SpaceX said Tuesday it will buy the parent company of Cursor, a popular AI coding assistant, for $60 billion. The acquisition comes just days after the company’s record-breaking initial public offering and is its largest bet on enterprise artificial intelligence software. Cursor competes with Anthropic’s Claude Code and OpenAI’s Codex, and SpaceX said the deal could help it attract corporate customers who have so far been wary of adopting Grok, its in-house chatbot.
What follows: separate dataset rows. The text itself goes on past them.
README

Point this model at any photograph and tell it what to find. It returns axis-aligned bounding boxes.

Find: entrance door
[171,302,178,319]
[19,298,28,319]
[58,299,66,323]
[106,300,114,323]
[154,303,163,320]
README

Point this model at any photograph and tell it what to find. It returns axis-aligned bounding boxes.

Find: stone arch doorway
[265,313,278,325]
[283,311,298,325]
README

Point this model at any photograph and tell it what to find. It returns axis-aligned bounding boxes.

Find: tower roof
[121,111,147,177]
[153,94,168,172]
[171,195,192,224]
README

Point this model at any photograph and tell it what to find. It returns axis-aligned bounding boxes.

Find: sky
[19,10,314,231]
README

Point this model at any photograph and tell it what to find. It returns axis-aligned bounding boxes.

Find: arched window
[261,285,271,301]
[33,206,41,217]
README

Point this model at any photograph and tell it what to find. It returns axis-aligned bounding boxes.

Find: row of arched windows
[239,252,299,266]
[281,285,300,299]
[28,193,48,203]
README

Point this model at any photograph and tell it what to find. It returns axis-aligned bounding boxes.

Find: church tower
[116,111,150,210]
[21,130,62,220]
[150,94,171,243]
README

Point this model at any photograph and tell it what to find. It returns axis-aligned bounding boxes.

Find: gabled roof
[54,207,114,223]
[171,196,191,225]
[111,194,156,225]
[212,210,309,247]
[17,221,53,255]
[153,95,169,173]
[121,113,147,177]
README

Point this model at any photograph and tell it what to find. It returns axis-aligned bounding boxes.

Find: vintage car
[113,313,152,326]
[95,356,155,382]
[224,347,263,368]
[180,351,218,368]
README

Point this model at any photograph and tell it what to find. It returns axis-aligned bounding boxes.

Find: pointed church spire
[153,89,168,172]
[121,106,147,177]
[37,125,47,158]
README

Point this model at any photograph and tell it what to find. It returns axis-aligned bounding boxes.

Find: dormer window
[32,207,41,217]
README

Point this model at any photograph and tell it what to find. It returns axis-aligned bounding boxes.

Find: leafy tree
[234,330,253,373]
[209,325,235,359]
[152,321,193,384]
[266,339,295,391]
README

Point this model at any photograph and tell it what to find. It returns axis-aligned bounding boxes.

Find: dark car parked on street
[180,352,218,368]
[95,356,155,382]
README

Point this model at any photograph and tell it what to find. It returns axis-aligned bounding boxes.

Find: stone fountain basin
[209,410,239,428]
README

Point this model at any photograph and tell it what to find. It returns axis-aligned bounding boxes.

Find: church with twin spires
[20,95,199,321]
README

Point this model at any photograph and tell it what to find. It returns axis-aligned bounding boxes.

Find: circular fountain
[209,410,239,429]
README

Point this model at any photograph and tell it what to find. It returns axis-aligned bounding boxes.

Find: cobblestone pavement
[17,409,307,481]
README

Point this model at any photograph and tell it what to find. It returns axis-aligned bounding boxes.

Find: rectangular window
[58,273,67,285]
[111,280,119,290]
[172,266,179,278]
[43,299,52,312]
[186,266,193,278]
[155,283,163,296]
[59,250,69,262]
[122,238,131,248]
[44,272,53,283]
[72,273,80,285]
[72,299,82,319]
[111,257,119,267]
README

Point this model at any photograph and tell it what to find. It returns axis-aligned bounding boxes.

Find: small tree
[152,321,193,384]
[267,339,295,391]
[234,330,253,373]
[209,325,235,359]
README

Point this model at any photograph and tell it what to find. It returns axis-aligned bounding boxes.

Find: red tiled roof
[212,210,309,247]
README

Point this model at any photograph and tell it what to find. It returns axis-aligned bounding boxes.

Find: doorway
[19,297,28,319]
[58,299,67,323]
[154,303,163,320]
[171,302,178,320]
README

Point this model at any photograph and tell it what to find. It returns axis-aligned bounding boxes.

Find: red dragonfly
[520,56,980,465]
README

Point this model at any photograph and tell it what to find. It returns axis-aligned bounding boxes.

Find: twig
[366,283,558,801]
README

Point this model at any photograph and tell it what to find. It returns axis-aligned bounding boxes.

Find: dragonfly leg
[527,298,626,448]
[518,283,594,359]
SpaceX shares closed up 4.8% on the day, lifting the company’s market capitalization above Amazon’s. The rally extended gains from the IPO earlier this month.

Dow Jones Industrial Average: rising from 17140.24 to 51876.11 (2016-06-27 to 2026-06-26).
Dow Jones Industrial Average, 2016–2026. ¹

Broader equity markets had a mixed session Tuesday. The Dow Jones Industrial Average rose 332 points, or 0.6%, to close at 51,671.03, the only major index to end in positive territory. The S&P 500 and Nasdaq Composite both declined. Oil prices fell sharply: Brent crude futures dropped 5% to $78.96 a barrel, settling below $80 for the first time since the early days of the Iran conflict. The decline came as reports advanced of a potential ceasefire agreement between the U.S. and Iran. Under the expected deal, the U.S. would allow Iran to immediately begin selling oil and would provide substantial sanctions relief if Iran destroys its nuclear stockpiles.

In monetary policy, Japan’s central bank raised interest rates from 0.75% to 1%, a 31-year high, citing inflationary risks from the Iran war. The move follows the European Central Bank’s rate increase last week. The Federal Reserve is scheduled to announce its rate decision Wednesday.

Robinhood Markets said it will cut 10% of its staff as the brokerage aims to keep operations lean. Its shares fell 1.4% Tuesday. The company reported rising expenses and slowing trading revenue growth in its late-April earnings.

Qualcomm has become one of the cheapest chip stocks, stuck “in the penalty box” for its dependence on smartphones, according to a report. The company is diversifying into chips for cars, personal computers and data centers.